Another limitation in this study is that the identified gene fusions were primarily private, occurring only in a single tumor. However, this phenomenon has been observed in other solid tumors.3335 In contrast, gene expression changes associated with these fusions were observed to be pervasive among the whole tumor cohort. Genes with up regulation in the presence of a fusion, such as EGFR and TBCD, were also up regulated in tumors as a whole when compared to normal tissue. These gene expression changes were augmented in the presence of a fusion, as tumors with a fusion had the highest level of gene expression among the tumor cohort in 81% of up-regulated genes and lowest expression in 75% of down-regulated genes. The fusion may represent one mechanism of gene activation or suppression, where other tumors without a fusion may rely on other mechanisms to achieve gene expression changes, including transcriptional, genomic, and epigenetic alterations.
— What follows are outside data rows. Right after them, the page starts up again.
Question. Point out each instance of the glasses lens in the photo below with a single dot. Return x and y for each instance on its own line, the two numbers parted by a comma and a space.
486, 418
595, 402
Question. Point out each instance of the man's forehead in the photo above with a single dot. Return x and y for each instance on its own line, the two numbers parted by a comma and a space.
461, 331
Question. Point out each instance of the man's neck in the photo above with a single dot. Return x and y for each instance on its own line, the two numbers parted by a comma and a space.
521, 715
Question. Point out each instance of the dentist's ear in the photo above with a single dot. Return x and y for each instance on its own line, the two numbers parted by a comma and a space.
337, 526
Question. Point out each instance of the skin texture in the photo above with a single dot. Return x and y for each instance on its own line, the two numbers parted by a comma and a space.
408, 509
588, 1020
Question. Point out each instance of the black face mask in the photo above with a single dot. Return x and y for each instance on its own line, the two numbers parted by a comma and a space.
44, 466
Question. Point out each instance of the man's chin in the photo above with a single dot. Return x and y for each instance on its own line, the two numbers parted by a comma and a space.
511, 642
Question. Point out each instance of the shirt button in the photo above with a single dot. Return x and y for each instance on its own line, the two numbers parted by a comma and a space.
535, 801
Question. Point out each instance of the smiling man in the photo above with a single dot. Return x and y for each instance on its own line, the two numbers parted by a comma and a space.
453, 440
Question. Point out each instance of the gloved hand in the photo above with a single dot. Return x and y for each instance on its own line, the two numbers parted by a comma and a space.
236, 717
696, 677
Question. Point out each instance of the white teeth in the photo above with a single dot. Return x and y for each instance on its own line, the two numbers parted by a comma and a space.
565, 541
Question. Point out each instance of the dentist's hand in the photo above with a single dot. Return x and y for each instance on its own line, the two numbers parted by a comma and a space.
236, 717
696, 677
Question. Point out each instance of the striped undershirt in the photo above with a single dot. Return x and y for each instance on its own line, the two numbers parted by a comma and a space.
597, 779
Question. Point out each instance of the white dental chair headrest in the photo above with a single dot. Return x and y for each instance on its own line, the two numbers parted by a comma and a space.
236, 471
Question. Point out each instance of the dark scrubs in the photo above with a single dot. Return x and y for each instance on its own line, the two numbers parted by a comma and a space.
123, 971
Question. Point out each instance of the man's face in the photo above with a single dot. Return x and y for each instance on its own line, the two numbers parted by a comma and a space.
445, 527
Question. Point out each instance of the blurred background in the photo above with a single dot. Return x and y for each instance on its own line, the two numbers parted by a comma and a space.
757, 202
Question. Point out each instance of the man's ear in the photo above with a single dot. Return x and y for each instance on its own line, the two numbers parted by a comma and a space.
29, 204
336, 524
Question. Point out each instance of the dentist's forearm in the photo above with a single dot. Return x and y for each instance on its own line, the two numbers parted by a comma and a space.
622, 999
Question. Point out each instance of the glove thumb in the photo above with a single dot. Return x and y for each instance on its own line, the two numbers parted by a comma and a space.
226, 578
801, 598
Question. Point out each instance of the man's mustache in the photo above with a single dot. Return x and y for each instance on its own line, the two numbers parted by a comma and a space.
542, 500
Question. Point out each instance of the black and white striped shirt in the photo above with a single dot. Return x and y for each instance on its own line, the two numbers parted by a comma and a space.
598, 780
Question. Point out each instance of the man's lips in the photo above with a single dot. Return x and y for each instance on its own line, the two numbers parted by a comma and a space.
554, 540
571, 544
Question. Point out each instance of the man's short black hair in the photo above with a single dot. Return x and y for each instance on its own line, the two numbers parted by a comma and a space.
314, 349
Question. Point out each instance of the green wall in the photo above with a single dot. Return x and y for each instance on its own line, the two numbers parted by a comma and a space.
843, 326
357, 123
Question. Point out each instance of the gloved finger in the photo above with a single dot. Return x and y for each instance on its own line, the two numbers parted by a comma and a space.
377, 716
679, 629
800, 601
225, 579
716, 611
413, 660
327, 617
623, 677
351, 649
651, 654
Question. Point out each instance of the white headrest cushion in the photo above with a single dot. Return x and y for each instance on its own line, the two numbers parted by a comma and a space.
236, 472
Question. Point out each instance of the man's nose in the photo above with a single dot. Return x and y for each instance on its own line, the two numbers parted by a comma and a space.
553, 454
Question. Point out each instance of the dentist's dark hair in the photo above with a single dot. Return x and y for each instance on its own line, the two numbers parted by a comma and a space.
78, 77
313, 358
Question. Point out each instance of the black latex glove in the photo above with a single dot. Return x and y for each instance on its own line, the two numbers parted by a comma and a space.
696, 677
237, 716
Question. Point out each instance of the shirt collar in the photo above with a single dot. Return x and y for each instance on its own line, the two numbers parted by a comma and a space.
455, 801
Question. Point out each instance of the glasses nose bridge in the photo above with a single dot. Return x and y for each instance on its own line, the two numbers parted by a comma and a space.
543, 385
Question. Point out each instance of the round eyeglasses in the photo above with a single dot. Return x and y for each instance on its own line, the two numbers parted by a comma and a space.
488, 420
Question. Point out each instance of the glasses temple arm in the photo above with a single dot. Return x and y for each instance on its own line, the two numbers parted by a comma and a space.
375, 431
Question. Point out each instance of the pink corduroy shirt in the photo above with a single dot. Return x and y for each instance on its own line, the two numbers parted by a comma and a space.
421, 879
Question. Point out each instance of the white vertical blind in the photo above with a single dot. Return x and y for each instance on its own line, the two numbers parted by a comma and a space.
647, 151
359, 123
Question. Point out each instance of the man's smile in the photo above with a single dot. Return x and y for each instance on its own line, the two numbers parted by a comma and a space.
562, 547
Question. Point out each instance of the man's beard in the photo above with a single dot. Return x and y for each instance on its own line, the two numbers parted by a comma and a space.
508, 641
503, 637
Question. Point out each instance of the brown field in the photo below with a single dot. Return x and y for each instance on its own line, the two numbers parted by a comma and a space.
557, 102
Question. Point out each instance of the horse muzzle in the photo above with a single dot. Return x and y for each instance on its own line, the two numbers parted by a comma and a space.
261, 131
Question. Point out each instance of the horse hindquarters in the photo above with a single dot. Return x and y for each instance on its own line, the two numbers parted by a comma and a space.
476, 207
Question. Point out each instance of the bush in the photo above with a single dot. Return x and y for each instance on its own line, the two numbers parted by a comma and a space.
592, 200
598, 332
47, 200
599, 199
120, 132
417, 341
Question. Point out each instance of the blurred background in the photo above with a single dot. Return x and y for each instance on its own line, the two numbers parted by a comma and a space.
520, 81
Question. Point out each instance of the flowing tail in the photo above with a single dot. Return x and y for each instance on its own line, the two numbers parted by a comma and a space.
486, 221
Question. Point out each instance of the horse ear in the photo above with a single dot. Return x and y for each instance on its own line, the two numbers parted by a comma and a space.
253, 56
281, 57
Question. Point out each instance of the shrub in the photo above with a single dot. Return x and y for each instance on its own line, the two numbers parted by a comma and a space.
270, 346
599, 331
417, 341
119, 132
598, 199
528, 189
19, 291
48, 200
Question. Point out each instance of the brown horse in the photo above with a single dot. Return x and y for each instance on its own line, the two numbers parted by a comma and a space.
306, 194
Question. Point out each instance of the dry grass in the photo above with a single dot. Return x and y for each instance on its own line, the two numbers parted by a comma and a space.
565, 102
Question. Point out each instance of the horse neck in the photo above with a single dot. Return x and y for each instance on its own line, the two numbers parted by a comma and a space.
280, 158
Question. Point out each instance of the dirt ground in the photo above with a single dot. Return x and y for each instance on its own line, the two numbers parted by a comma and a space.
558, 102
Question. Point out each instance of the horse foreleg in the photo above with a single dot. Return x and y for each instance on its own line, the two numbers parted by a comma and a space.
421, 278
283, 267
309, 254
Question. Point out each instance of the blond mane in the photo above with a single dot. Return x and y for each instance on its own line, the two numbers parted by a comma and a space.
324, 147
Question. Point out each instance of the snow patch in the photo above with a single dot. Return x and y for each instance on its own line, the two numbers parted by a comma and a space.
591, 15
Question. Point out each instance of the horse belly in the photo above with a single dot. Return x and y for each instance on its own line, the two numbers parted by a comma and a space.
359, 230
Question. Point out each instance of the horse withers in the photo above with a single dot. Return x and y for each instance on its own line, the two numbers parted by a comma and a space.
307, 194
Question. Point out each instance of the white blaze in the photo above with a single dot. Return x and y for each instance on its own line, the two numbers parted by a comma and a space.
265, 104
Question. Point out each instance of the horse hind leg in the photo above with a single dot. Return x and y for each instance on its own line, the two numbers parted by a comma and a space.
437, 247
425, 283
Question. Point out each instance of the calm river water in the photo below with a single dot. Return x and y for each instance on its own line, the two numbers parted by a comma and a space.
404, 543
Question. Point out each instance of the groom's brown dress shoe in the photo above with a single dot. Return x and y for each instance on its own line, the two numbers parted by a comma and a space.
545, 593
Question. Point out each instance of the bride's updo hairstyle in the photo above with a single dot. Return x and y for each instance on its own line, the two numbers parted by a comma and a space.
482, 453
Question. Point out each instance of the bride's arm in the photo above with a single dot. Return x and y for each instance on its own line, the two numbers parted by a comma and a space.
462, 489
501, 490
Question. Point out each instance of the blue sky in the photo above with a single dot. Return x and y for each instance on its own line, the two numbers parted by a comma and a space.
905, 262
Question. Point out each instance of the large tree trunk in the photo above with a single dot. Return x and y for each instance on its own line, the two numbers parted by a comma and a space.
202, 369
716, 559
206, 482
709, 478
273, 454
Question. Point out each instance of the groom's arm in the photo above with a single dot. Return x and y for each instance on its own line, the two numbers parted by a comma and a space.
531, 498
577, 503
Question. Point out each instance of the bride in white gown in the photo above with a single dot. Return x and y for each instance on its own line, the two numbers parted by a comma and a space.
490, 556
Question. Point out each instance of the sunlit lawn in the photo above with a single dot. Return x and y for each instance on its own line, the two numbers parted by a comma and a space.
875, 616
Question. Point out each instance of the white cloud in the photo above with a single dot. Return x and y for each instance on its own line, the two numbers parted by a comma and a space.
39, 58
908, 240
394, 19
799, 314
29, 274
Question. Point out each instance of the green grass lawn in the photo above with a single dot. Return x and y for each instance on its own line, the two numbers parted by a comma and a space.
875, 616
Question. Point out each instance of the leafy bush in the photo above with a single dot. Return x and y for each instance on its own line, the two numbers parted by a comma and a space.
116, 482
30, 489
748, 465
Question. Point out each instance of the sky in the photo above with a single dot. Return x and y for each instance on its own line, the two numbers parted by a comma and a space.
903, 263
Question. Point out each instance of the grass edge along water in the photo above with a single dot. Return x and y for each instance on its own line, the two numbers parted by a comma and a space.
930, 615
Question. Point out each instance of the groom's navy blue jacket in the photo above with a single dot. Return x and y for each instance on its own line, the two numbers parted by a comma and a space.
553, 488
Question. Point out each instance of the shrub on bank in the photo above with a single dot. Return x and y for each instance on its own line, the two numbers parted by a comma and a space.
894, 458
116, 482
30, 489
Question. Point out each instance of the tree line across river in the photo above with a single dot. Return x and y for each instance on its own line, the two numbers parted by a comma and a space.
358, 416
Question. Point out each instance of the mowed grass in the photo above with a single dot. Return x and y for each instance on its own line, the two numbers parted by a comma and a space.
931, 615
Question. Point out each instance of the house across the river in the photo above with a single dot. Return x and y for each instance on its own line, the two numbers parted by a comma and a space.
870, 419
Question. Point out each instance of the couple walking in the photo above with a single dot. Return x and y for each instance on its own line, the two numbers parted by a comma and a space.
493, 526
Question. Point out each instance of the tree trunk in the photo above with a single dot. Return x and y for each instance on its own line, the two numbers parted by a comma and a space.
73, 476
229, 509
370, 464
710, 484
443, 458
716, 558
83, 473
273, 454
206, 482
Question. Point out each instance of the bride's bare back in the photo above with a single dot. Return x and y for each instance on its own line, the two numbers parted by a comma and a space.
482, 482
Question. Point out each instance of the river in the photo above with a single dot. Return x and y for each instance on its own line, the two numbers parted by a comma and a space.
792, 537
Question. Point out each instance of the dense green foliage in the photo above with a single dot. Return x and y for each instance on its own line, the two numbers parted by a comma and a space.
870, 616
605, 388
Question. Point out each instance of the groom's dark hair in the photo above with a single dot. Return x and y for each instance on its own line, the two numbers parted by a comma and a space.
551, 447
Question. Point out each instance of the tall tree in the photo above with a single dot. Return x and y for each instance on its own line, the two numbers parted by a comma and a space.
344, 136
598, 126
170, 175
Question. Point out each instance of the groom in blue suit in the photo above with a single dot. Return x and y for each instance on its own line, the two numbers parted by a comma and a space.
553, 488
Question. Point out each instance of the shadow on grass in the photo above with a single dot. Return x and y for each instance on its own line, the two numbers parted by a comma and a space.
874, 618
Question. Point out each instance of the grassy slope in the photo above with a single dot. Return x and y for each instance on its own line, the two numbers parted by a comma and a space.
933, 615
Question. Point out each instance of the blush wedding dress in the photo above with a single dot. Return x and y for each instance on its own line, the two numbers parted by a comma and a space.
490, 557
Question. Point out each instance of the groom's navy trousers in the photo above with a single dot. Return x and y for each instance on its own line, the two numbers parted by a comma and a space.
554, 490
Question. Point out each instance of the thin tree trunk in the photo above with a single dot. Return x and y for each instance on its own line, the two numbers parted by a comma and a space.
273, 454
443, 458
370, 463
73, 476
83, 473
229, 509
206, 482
For instance, the gene PTPRT was seen to be down regulated in association with a gene fusion, but PTPRT was also significantly down regulated in tumors without a gene fusion. This could be mediated by frequent promoter hypermethylation of PTPRT, which has been reported in HNSCC tumors.36

Some particularly relevant genes appear in the list of genes that are affected by the presence of a gene fusion including EGFR, ERBB4, ZNF750 and PTPRT. These results suggest a potential functional role in HPV-positive OPSCC. Additionally, although not statistically significant, PTEN was also observed to be down regulated in the presence of a gene fusion that was biologically validated. EGFR has long been recognized as a functionally relevant gene in HNSCC with overexpression in up to 90% of tumors,37 and it remains the only gene targeted by an FDA-approved therapy for HNSCC. ERBB4, or HER4, is another member of the epidermal growth factor tyrosine kinase receptor family, and the related ERBB2 is mutated in 4% of HNSCC tumors.10 ZNF750 regulates late epidermal differentiation by inhibiting progenitor genes,38,39 and mutations were identified in 4% of the TCGA HNSCC cohort10 as well as in esophageal SCC.40 PTPRT is a negative regulator of STAT3 signaling,41 and inhibition of this gene has reported in HNSCC tumors through promoter hypermethylation in HNSCC tumors36 as well as inactivating mutations in both HNSCC and colorectal tumors.42,43 Several other relatively unexplored gene candidates were identified, including genes in the dynein family (DNAH6, DNAH12, DNAH17) and tubulin cofactor (TBCD), which may play roles in centromere formation44 and intracellular transport of molecules, including p53.45 Future studies may further elucidate the functional role of these fusion candidates.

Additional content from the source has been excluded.